What are you holding on to? Do you relationships sometimes feel strained? Do you feel as if you’re working harder than you should be? Perhaps you are wanting your partner to change, be something different, act differently, or do more of this and less of that.
While certainly we all come into relationships with a host of expectations, we may not always intend to impose them on our partner — yet we often do. Then as these unspoken relationship ideals unfold, our behavior toward our partner conveys that we are not really accepting them as they are.
Well there is one relationship that will provide a profound lesson in letting go — and that is with the one we have with a horse. Why? Horse are physiological barometers — registering and responding to what is happening under the surface. While we may understand on a cognitive level that when we are wanting a person to change we are not truly accepting them as they are, and more importantly, holding on to the emotions that accompany this frustration, we may not know just what we are holding to (ie: what our body remembers and holds).
Authors such as Babette Rothschild (What The Body Remembers: The Psychophysiology of Trauma and Trauma Treatment) and Gabor Mate (When The Body Says No: Exploring The Stress-Disease Connection), have noted that the real root of stress is in the body, and that to learn to let go of it, we must learn to change on a physiological level.

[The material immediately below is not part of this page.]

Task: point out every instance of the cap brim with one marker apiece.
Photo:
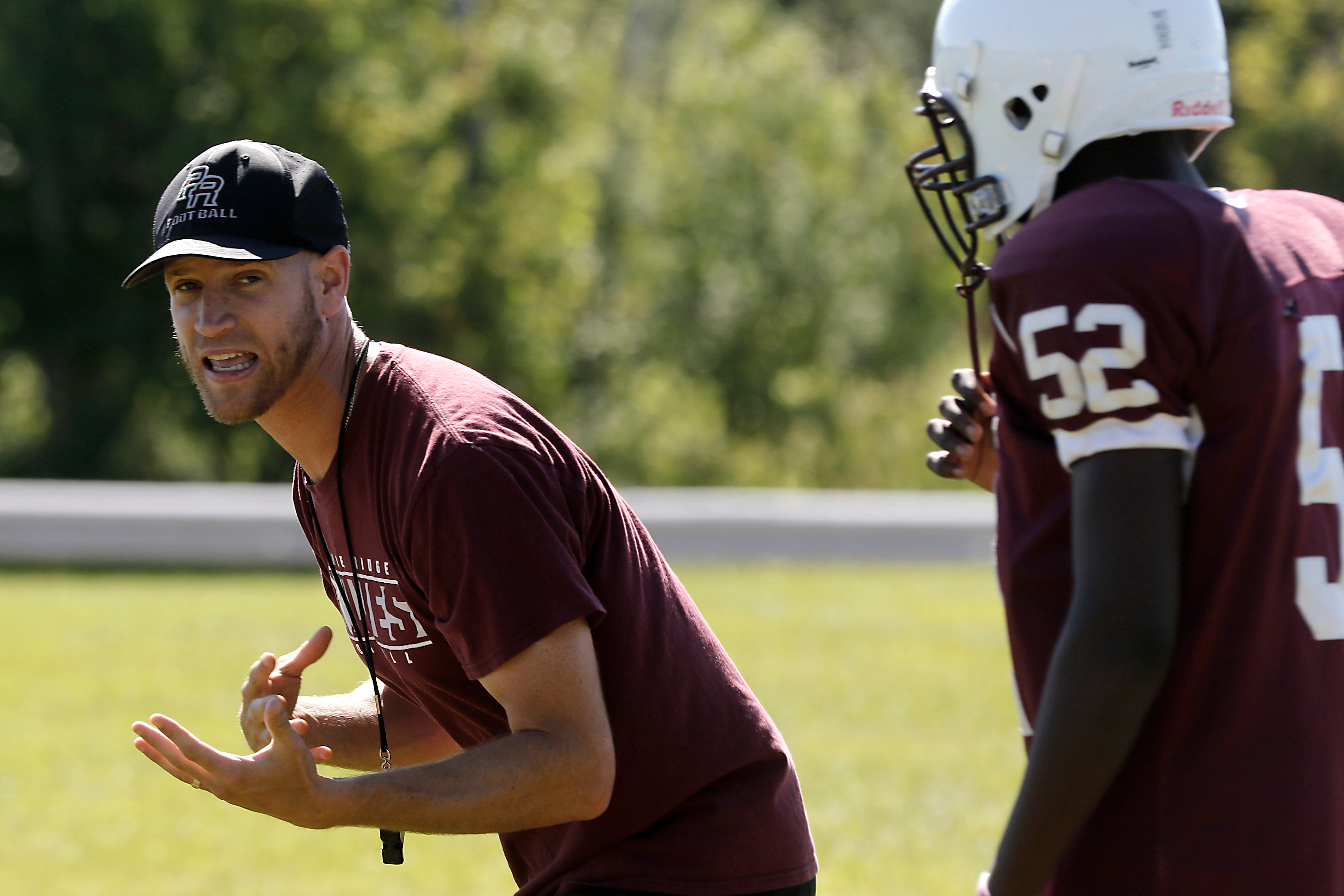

So on the back of a horse we go. Like a perfectly tuned machine, the minute we become tense (or perhaps from the minute we get on) the horse also becomes tense. Conversely, the minute we let go of tension, so does the horse. Of course, there is much more to the story as more often than not, when we think we are relaxed, we are in fact, still holding on to something. And on the other hand, at times when we might think we are tense, our body may actually be quite calm. This is evidenced by the fact that kids who tend to carry very little physiological tension often cause the horses they ride to also be quite relaxed.
Can we actually learn to let go? Well having watched several thousand riders, both inexperienced and new to riding work at this I can say we absolutely can. And if we can learn to let go physiologically, have a better relationship with the horse, then we might also just learn to have better human relationships as well.